È la fine di quel pluralismo politico, culturale, sociale, che è uno dei
pilastri della Costituzione antifascista. È il preludio di un sistema sempre
meno rappresentativo delle masse e sempre più espressione di lobby
ristrette.
Il taglio dei
parlamentari taglia la democrazia, tende a rendere sempre più lontano il
parlamento e le istituzioni democratiche dai cittadini, apre ampi varchi ad
ulteriori e più pesanti stravolgimenti della Costituzione. Tra essi si profila
all’orizzonte il passaggio dalla Repubblica parlamentare a quella
presidenziale, come chiesto esplicitamente dalle destre di Salvini e Meloni.
Quella parte del M5S – maggioritaria, espressa dai suoi “capi
politici”, Di Maio in primis – che ha fatto del taglio del
parlamento la sua bandiera irrinunciabile, al punto da richiederlo come conditio
sine qua non per il varo del governo Conte bis, sta spianando la strada
al rovesciamento dei principi e dell’ordinamento costituzionale.
Bisogna opporsi
in modo deciso e convinto, senza tentennamenti e senza rifugiarsi su qualche
Aventino, a questo attacco, promuovendo, sostenendo, organizzando il NO, nella
consapevolezza che questo è solo un momento, un episodio, di una guerra di
lunga durata, la cui posta in gioco è strategica: l’esistenza o meno di
un quadro costituzionale che consenta di porre obiettivi di trasformazione
economica e sociale favorevoli al movimento operaio e democratico.
La battaglia del
NO al taglio dei parlamentari – della cui enorme difficoltà e
“impopolarità” siamo tutti ben consapevoli – non è e non può
essere concepita come una battaglia isolata, ma è una tappa e una parte di uno
scontro più ampio, che si sviluppa in diverse singole battaglie, tra una
concezione e una pratica della centralità del parlamento, del governo
parlamentare, come disegnato dalla Costituzione antifascista, e un
rovesciamento autoritario e antidemocratico della Costituzione, richiesto a gran
voce da potentati economici sovranazionali e dalle destre politiche (ad essi
asservite, ad onta del conclamato “sovranismo”), la Lega di Salvini
e Fratelli d’Italia in primis.

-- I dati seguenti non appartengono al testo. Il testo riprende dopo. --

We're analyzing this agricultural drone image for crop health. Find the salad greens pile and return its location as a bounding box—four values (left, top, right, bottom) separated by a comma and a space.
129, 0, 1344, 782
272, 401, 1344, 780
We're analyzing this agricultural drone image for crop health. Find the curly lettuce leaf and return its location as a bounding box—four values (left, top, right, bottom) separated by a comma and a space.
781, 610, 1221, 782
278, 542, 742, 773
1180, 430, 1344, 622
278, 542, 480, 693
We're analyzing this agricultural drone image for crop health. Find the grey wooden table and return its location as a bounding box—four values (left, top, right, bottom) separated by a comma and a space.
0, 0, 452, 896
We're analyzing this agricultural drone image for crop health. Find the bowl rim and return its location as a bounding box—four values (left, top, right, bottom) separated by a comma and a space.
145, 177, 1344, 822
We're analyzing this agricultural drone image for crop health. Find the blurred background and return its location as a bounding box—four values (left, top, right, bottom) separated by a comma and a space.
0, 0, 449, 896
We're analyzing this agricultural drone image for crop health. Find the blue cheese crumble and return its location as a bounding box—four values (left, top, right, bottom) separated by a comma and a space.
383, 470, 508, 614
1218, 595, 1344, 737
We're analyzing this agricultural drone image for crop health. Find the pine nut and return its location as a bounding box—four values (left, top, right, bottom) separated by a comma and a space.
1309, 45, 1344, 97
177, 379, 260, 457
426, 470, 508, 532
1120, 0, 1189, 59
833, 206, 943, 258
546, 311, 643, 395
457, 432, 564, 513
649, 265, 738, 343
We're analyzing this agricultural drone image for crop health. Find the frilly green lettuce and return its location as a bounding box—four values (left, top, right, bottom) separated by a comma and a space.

La lotta per una legge elettorale
proporzionale pura, senza sbarramenti, in modo che il parlamento si avvicini il
più possibile a rappresentare come una carta geografica la realtà politica,
sociale, culturale del Paese – come disse Togliatti nell’intervento
alla Camera contro la “Legge truffa” dell’8 dicembre 1952[5]

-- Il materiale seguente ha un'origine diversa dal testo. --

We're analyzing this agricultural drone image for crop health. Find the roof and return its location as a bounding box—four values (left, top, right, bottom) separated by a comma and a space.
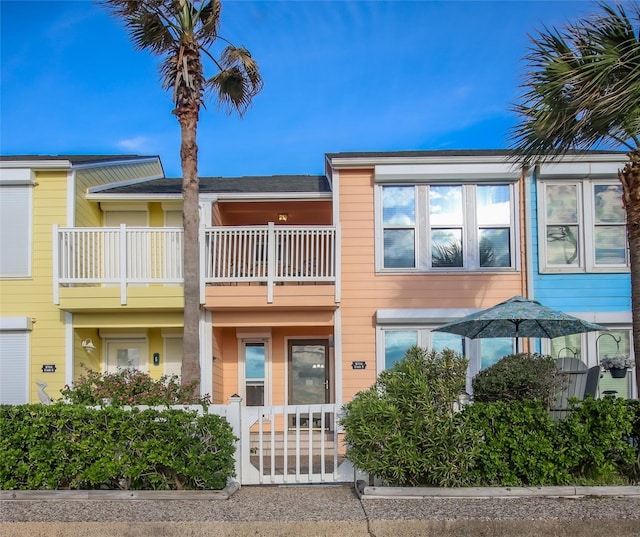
100, 175, 331, 194
0, 155, 158, 165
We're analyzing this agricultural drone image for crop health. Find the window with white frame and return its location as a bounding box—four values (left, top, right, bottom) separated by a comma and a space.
377, 183, 516, 272
243, 341, 267, 406
0, 185, 33, 278
538, 179, 629, 272
377, 326, 514, 377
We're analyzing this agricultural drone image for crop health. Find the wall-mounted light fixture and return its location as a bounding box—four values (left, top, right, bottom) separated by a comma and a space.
80, 338, 96, 354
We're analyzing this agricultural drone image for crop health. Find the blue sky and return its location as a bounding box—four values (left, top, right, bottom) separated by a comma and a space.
0, 0, 596, 177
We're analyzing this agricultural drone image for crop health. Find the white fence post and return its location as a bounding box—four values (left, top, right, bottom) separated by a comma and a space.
227, 394, 244, 483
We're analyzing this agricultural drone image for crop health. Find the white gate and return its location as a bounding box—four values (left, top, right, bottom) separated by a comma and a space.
236, 404, 353, 485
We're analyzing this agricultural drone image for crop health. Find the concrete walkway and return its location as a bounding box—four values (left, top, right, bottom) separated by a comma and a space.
0, 485, 640, 537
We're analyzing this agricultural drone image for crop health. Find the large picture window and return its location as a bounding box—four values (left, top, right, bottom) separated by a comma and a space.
538, 180, 629, 272
378, 184, 515, 272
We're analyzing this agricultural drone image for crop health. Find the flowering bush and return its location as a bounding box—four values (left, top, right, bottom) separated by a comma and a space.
61, 368, 209, 406
600, 354, 633, 371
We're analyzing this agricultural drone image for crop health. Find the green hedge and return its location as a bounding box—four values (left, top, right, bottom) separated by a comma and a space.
342, 348, 640, 487
0, 404, 236, 490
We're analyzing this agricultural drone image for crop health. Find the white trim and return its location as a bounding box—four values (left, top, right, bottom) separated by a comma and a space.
99, 198, 149, 213
374, 161, 520, 183
0, 167, 38, 186
236, 327, 271, 339
0, 317, 36, 332
327, 153, 516, 169
67, 170, 77, 227
537, 155, 626, 179
160, 200, 182, 213
0, 159, 72, 170
98, 328, 148, 339
64, 311, 74, 386
89, 174, 166, 194
73, 157, 163, 170
200, 310, 213, 397
376, 308, 481, 326
567, 311, 633, 322
160, 328, 184, 338
329, 306, 344, 408
518, 168, 540, 294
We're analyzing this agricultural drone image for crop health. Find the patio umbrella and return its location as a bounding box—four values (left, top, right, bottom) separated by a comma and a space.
435, 296, 609, 344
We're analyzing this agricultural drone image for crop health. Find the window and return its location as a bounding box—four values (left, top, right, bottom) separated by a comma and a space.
377, 323, 514, 391
539, 180, 629, 272
105, 339, 149, 373
378, 184, 515, 272
382, 186, 416, 268
378, 328, 464, 371
0, 318, 31, 405
244, 342, 266, 406
0, 185, 32, 278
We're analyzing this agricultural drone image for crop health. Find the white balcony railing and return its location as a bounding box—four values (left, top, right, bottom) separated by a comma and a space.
204, 223, 336, 302
53, 224, 336, 304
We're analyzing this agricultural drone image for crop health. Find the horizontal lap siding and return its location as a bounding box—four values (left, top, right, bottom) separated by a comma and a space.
340, 170, 523, 401
0, 171, 67, 402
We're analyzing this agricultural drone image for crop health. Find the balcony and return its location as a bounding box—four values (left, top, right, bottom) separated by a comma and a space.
53, 223, 336, 305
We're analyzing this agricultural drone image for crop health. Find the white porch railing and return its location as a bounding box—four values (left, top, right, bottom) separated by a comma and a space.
131, 395, 354, 485
53, 223, 336, 304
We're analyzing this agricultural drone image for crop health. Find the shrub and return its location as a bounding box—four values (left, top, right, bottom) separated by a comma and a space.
61, 368, 209, 406
558, 397, 640, 483
0, 404, 236, 490
342, 347, 477, 486
463, 400, 572, 487
471, 352, 564, 408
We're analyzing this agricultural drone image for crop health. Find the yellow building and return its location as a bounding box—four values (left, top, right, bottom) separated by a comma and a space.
0, 156, 170, 404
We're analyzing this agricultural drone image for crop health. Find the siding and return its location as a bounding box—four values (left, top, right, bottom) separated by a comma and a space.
340, 170, 523, 402
531, 174, 631, 313
0, 171, 67, 402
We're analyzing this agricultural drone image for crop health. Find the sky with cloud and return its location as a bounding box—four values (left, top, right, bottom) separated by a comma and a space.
0, 0, 597, 177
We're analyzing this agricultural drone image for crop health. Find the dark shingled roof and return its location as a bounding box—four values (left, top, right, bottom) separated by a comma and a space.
0, 155, 158, 164
100, 175, 331, 194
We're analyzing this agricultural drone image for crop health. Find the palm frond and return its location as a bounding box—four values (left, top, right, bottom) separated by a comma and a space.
207, 45, 263, 116
99, 0, 263, 115
510, 3, 640, 162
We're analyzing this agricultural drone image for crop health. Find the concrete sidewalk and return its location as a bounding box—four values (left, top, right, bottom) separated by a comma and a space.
0, 485, 640, 537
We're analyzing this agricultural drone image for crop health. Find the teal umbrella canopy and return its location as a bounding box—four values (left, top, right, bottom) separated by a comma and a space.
435, 296, 609, 339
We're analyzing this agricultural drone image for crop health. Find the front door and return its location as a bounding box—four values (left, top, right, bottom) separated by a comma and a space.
288, 339, 331, 428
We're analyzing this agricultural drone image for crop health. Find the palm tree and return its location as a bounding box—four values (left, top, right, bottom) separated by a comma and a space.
104, 0, 262, 391
511, 2, 640, 391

– è parte integrante di questa battaglia, al pari di quella per
restituire e sviluppare la centralità al parlamento.
Per questo, i
comunisti devono – come seppero fare negli anni 40 con intelligenza
strategica e duttilità tattica – essere l’anima e il perno di un
fronte unito democratico, il più ampio e articolato possibile, per la difesa e
il rilancio della Costituzione antifascista.